We stop to admire a street mime, a statue, Captain Cook caked in grey make-up. Nothing moves except his pink eyes. Children compete, watch for him to sway, but he is resolute. Enchanted, they miss his blink when stooping to drop coins in his sea chest with care. He might imagine a looming white continent as, almost indiscernibly, he starts to lift his telescope through cold air.

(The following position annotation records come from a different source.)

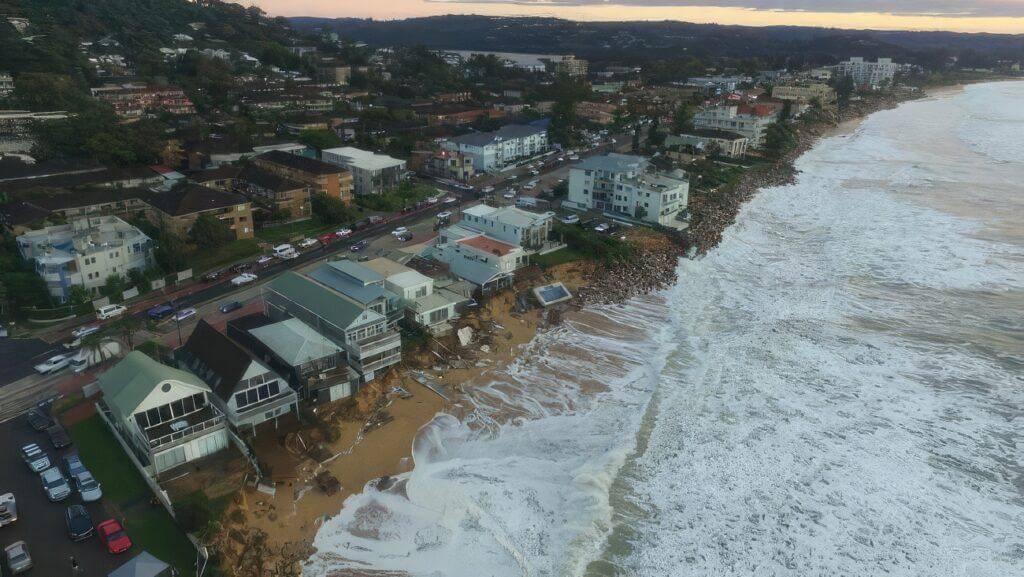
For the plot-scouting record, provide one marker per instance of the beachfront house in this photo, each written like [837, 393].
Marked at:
[370, 344]
[163, 415]
[245, 389]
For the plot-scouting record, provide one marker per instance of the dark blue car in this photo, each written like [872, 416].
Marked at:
[161, 312]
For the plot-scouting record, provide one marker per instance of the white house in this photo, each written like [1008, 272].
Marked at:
[372, 173]
[85, 252]
[494, 151]
[511, 224]
[245, 389]
[165, 415]
[626, 184]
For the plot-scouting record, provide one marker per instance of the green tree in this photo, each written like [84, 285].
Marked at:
[320, 138]
[209, 232]
[682, 121]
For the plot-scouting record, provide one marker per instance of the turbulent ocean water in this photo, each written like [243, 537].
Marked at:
[837, 389]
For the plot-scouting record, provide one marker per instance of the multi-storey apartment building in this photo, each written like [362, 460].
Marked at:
[323, 177]
[134, 100]
[748, 120]
[370, 345]
[180, 207]
[626, 184]
[494, 151]
[866, 74]
[372, 173]
[85, 252]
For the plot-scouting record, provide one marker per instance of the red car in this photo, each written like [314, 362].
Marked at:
[114, 536]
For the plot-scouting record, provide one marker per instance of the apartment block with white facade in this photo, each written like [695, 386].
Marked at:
[628, 186]
[372, 173]
[85, 252]
[745, 120]
[495, 151]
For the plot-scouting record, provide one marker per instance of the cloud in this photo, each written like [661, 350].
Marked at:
[953, 8]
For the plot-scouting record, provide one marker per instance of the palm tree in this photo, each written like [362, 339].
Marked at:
[129, 326]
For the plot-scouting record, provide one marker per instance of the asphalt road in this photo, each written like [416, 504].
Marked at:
[41, 524]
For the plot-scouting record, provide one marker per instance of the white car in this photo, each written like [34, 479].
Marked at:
[184, 315]
[53, 364]
[82, 331]
[243, 279]
[111, 311]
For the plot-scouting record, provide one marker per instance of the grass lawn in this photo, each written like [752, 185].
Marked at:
[208, 259]
[150, 527]
[559, 256]
[285, 233]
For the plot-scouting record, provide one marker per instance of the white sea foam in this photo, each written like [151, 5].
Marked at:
[836, 389]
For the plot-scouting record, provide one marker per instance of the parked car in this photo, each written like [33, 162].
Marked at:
[82, 331]
[184, 315]
[160, 312]
[110, 312]
[8, 509]
[79, 523]
[58, 437]
[18, 560]
[244, 279]
[54, 485]
[53, 364]
[84, 359]
[85, 484]
[114, 536]
[39, 420]
[35, 457]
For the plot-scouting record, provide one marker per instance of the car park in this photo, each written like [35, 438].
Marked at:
[35, 457]
[244, 279]
[184, 315]
[18, 560]
[114, 536]
[58, 437]
[82, 331]
[53, 364]
[54, 485]
[160, 312]
[79, 523]
[110, 312]
[39, 420]
[8, 508]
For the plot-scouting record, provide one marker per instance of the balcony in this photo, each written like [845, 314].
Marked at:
[181, 430]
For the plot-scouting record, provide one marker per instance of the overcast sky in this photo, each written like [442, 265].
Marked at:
[961, 15]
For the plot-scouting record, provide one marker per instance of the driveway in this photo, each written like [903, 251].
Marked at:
[40, 523]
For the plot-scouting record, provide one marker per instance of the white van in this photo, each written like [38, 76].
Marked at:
[111, 311]
[284, 251]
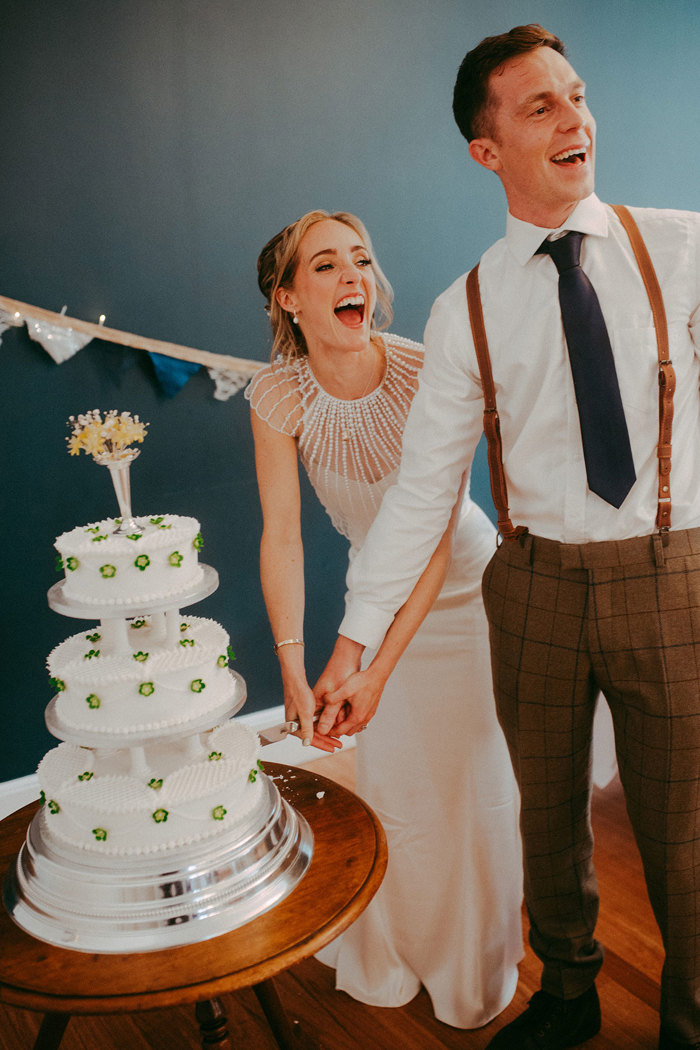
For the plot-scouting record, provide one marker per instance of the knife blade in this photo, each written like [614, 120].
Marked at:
[274, 733]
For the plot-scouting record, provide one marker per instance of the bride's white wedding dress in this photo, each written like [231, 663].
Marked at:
[433, 762]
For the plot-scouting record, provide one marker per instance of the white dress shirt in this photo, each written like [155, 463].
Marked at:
[542, 445]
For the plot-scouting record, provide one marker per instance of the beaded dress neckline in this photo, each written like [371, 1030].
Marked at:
[349, 448]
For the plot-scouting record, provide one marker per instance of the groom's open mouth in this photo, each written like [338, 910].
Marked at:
[575, 155]
[351, 311]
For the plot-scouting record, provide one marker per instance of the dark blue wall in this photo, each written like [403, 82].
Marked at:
[151, 148]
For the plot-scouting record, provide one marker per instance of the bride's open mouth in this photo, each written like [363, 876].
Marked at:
[351, 311]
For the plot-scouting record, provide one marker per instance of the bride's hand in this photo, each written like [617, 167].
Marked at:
[300, 706]
[356, 700]
[344, 662]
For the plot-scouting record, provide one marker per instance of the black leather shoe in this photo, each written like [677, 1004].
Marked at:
[669, 1043]
[552, 1024]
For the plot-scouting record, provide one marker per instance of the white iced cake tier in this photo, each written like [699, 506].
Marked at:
[165, 797]
[157, 562]
[146, 674]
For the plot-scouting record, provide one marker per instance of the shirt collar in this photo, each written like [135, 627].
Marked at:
[524, 238]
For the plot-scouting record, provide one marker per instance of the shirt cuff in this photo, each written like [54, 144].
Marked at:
[365, 624]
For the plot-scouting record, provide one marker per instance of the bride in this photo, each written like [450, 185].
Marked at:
[447, 916]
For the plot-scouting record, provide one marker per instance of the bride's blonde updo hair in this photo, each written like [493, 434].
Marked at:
[277, 265]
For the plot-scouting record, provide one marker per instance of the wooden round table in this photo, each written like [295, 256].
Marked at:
[347, 866]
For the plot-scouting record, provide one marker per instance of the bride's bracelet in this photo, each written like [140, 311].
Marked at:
[288, 642]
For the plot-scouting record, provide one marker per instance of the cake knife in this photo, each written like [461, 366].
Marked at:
[274, 733]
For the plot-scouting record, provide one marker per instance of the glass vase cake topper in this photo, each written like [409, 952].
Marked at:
[109, 441]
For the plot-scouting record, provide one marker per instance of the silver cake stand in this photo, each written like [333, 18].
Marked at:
[77, 900]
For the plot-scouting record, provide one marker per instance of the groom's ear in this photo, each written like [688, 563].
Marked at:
[485, 151]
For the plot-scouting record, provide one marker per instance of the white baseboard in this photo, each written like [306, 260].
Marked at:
[15, 794]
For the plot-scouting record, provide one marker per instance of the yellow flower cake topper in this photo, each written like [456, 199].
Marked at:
[110, 437]
[109, 442]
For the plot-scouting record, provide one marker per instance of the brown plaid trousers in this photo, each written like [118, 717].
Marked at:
[623, 617]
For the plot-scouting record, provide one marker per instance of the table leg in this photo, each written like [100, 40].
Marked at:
[213, 1024]
[282, 1029]
[50, 1033]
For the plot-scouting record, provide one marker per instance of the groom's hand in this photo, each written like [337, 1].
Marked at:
[344, 660]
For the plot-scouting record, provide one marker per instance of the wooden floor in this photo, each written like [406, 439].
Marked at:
[628, 984]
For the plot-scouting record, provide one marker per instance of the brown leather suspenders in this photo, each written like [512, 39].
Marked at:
[666, 386]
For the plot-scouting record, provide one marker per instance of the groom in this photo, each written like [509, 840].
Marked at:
[596, 585]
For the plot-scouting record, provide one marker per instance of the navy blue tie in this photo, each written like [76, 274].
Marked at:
[609, 463]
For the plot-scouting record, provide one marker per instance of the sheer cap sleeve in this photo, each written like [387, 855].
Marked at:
[275, 397]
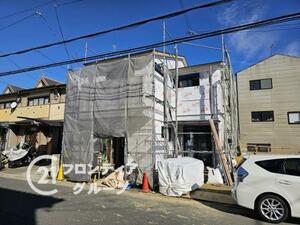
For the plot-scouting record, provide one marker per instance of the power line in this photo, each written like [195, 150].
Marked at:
[262, 23]
[18, 21]
[48, 58]
[142, 22]
[38, 7]
[16, 65]
[194, 44]
[61, 32]
[188, 24]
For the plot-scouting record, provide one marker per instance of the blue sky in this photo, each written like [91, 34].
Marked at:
[87, 16]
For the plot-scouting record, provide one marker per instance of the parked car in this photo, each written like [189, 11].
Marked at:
[270, 185]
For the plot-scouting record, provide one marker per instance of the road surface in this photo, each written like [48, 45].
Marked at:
[21, 206]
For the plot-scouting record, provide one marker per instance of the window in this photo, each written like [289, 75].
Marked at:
[164, 130]
[273, 165]
[38, 101]
[258, 147]
[292, 167]
[262, 116]
[294, 117]
[261, 84]
[189, 80]
[5, 105]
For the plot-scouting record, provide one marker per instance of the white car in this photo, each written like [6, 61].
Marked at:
[269, 184]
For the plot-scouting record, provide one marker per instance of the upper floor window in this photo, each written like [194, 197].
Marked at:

I picture his ship-rigged sloop-of-war reaching the Antarctic Circle in that shadowy paleness that is night, wind’s vibration creating atonic music whipping across an ice shelf, wooden superstructure lantern-lit, icicles glimmering golden, the cold, the cold, stabbing Cook’s mariners to the bone, floes passing, glassy. Since fog separated them from Discovery they have ventured alone.
One major collision with a ghostly shape and the light would leave their eyes within minutes of this water’s enclosing fold. Cook’s self-financed brass door fittings in the great cabin would be of no use then. There are no flares, no life preservers, nor radio for a Mayday call, no winner’s cheque, tabloid story.
These voyagers pass into history seen and heard by no-one but each other on the way to their own slow oblivion, charting the unknown austral vastness bravely, singing chanteys to an old concertina’s wheeze, husky notes sighing towards the stars as the Earth continues to turn, that silent whirring in the pure cold.
A girl spots movement, loudly imparts this knowledge. The gathering crowd laughs, so our captain gives her his slow wink, hopes a lout who arrives with mates moves on, though persistent comedians manqué, and drunks who want to touch, are the worst he gets. Through his raised glass he sees a tram swirling dust, prays not to sneeze.